Как и многие восточные дети, всего за пару лет Артур нахватался русского так, что спокойно мог с нами общаться. Тем более что дядя Коля вообще не мог говорить, только свистеть и булькать: прямо в его шее на уровне кадыка было отверстие, из которого тянулась какая-то трубочка, конец ее дядя Коля прятал под одеждой.

В первый же день мама провела со мной беседу о том, что в упор разглядывать дядю Колю, как и любого инвалида, неприлично, но и пугаться его не надо. Воспитанные люди никогда не привлекают внимания к чужим изъянам и не демонстрируют страха, брезгливости, отвращения или любопытства, только доброжелательность:

 Дяде Коле сделали операцию на горле наши же врачи. Она спасла ему жизнь, но говорить он теперь не может. Но жизнь же важнее! Жалеть его не нужно, но уважать  обязательно! Он работает, чтобы прокормить свою семью.

С того момента я прониклась к дяде Коле уважением и перестала называть его Носорогом даже за глаза.

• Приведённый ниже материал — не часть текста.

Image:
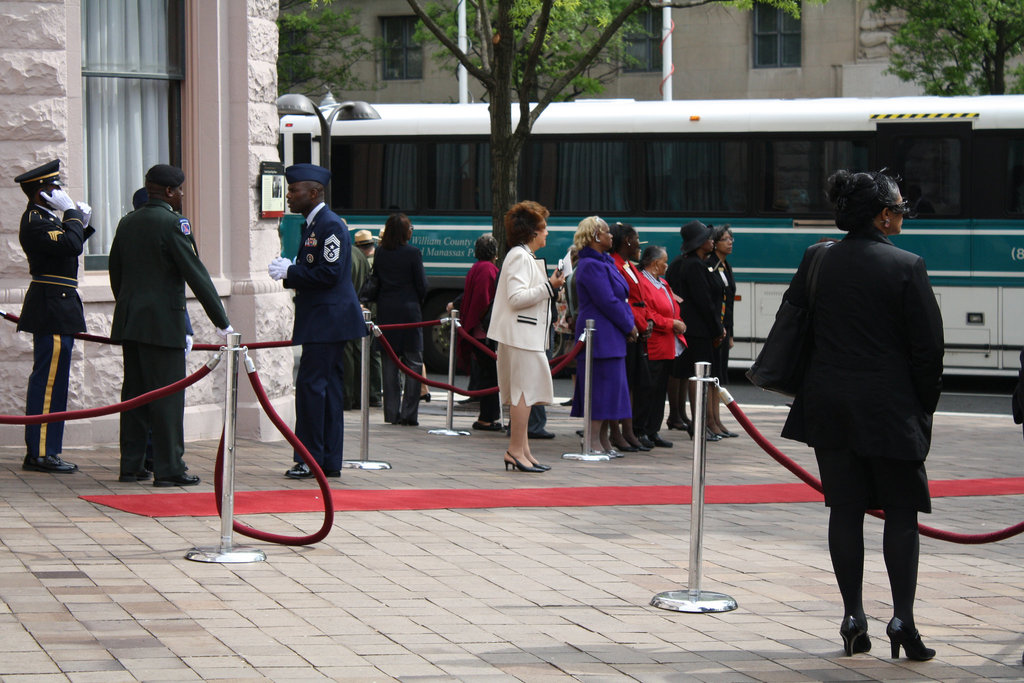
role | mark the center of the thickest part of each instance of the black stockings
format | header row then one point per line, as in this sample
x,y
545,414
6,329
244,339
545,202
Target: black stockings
x,y
899,546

Артур поведал мне, что дядя Колян  его дальний родственник и взял его в помощники, когда заболел. Сказал, что очень счастлив, что смог приехать в Тегеран из далекого горного селения, где осталась его семья. По национальности они ассирийцы, это очень древняя и гордая нация. И когда Артур заработает денег, то первым делом купит рейнджровер. От него я впервые услышала это слово и спросила: «А что это?» Артур усмехнулся и не ответил. А на следующий день вручил мне игрушечную машинку со словами: «Think it over Range Rover!» (Задумайтесь о рейнджровере!  англ). Наверное, это и был рекламный слоган, обернувшийся для Артура мечтой.

Днем дядя Колян не разрешал Артуру слоняться по двору. Его обязанностью было наблюдать за порядком в доме и на прилегающей территории по маленькому телевизору, стоящему в каморке дяди Коляна. Мое воображение очень волновало это волшебное устройство: телевизор в маленьких квадратиках показывал то, что происходит на всех этажах, во дворе и даже за забором! Артур объяснил, что это называется «камерой видеослежения».

По вечерам Артур выходил на пару часов и участвовал в наших игрищах, всегда с позиции старшего мудрого товарища. Мы приглашали его на все детские дни рождения, и он приходил, как истинный джентльмен  нарядный, надушенный, с подарком и несколькими бутылками пепси.

Не думаю, что в качестве охранника наш Колян держал в страхе всю округу, но на врачей действительно никто никогда не нападал. Несмотря на идеологические разногласия с «шурави», советских врачей иранцы уважали. Содержал себя наш госпиталь сам  за счет платного отделения, куда при необходимости ложились обеспеченные иранцы, не уехавшие из страны. Все знали, что у советских врачей самая точная диагностика.

Мне казалось, что я попала в фантастический город из «Незнайки на Луне», где писатель Носов высмеивал лунных капиталистов, живописуя их странные нравы.

Но мне все нравилось  особенно, панорамные окна, они же  балконные двери.

Я очень расстраивалась, когда несколькими месяцами позже мы с мамой резали портняжными ножницами рулоны толстой черной материи, чтобы занавесить ими чудесный вид на самый центр Тегерана и на горы.